La premura pastorale, per evitare che ognuno prenda scorciatoie
esistenziali, richiede un accompagnamento paziente e costante. Molti sono
spaventati dalla ‘misura alta’ della santità, si scoraggiano o si ritirano,
forse considerandosi indegni. La vostra cura pastorale sia un cammino
condiviso capace di mettersi al passo col ritmo altrui, un dialogo franco
e rispettoso verso tutti, soprattutto nei confronti di chi non la pensa come
noi. Un dialogo è onesto e autentico non quando ci si limita a ‘sentire’, ma
a percepire la pienezza di ciò che il cuore dell’altro desidera
trasmettere. C’è quindi bisogno di uno spirito contemplativo capace non solo di
apertura verso l’altro, ma di vera accoglienza. C’è bisogno di tempo per
ascoltare! C’è bisogno di pazienza con le persone! L’efficienza frenetica è
nociva alla pastorale.
Carissimi amici, sono consapevole che l’insidia della stanchezza possa
infiacchire la responsabilità pastorale. La superficialità e il relativismo
possono contaminare anche il Sacramento dell’Ordine. Con queste indicazioni, ho
voluto allora voluto semplicemente suggerirvi dei tratti essenziali che hanno
caratterizzato il ministero di Gesù e che possono ravvivare il nostro.

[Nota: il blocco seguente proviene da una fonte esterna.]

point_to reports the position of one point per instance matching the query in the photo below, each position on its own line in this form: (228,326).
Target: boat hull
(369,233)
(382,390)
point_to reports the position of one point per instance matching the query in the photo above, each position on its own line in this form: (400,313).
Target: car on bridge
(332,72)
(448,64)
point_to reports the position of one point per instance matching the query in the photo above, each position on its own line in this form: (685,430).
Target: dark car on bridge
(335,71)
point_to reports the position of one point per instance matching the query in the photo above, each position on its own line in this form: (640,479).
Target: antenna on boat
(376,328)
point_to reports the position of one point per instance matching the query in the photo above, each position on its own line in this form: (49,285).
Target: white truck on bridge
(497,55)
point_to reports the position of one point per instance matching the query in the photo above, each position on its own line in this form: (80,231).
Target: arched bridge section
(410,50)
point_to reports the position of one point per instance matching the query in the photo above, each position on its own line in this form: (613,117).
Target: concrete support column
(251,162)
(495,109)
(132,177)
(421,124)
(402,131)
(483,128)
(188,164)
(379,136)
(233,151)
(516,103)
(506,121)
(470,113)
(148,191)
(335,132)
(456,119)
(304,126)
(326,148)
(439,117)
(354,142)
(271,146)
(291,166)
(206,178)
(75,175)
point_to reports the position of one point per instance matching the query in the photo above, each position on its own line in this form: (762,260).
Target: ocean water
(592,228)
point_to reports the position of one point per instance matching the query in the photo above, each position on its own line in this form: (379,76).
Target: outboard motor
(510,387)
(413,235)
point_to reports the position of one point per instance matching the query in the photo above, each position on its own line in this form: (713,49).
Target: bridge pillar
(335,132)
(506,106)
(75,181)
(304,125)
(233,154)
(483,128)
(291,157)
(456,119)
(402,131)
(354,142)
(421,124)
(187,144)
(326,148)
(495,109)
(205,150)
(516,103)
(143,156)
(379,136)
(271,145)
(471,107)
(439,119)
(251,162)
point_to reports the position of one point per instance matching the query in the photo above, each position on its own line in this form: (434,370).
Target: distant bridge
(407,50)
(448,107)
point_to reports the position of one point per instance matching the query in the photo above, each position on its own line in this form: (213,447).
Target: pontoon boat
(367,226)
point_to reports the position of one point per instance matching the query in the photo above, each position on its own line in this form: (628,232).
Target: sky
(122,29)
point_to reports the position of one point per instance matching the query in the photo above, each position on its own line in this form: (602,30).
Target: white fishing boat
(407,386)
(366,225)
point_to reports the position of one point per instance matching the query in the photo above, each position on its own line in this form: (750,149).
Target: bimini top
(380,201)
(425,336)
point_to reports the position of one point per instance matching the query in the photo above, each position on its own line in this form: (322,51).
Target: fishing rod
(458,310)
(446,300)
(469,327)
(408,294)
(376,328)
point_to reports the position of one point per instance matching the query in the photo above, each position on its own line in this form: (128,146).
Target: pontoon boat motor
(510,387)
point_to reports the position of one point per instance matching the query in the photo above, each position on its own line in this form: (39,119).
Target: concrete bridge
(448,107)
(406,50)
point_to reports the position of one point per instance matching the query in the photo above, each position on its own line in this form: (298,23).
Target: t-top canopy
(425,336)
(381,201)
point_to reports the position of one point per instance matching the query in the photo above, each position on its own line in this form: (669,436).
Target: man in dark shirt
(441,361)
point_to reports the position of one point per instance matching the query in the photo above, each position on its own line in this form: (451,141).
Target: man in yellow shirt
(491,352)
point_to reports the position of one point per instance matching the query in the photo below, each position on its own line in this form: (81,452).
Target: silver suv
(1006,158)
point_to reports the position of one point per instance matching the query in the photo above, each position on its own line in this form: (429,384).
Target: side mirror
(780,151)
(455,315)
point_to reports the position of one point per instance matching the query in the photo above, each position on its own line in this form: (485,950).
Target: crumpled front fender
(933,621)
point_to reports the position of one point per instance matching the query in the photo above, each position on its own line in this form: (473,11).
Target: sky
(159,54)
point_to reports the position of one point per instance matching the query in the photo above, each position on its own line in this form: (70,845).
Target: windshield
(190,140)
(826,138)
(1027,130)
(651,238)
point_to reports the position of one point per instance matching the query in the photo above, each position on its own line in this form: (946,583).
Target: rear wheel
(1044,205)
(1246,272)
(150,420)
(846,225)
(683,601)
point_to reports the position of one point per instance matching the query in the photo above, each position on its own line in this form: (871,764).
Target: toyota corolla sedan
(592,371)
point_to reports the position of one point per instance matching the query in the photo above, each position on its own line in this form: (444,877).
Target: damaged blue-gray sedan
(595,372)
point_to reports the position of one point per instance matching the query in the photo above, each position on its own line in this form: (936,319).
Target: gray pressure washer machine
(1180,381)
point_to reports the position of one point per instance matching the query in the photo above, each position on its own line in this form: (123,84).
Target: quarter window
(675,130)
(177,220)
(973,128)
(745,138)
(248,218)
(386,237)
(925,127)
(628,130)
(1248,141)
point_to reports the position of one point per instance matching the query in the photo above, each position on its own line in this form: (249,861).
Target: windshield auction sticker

Cosa possiamo augurarci oggi? Di vivere con un cuore che ricerca la
santità di vita, la comunione profonda. Sono certo che la nostra testimonianza
luminosa di vita evangelica, che si rende eloquente nella carità (cfr. Gal
5,6), porterà grazie e benedizioni alla nostra comunità ecclesiale.
Vorrei un regalo da voi, e lo vorrei oggi. Che ci aiutassimo a
consolidare i legami che ci uniscono all’interno del Presbiterio. Chiedo al
Signore che ci doni la sapienza per ricomporre ciò che è fratturato,
ricompattare ciò che è stato diviso, ricucire ciò che è stato lacerato.
Proviamo, ciascuno con il proprio impegno, a far scomparire quei muri di
separazione tanto alti quanto la distanza che ci tiene lontani l’uno
dall’altro. Siamo ministri di riconciliazione non solo per il popolo, ma anche
nella reciprocità dei nostri rapporti. Spero davvero che vi impegnerete a
lavorare perché ciò accada.
Mentre affido alle vostre preghiere la mia persona e il ministero
episcopale che svolgo al vostro servizio, voglio assicurarvi che anche io
prego quotidianamente per ciascuno di voi e per i fedeli che sono affidati alle
vostre cure. Nell’invocare su ciascuno di voi l’intercessione di Maria, madre
del Sacerdozio, di cuore abbraccio tutti e ciascuno e vi benedico.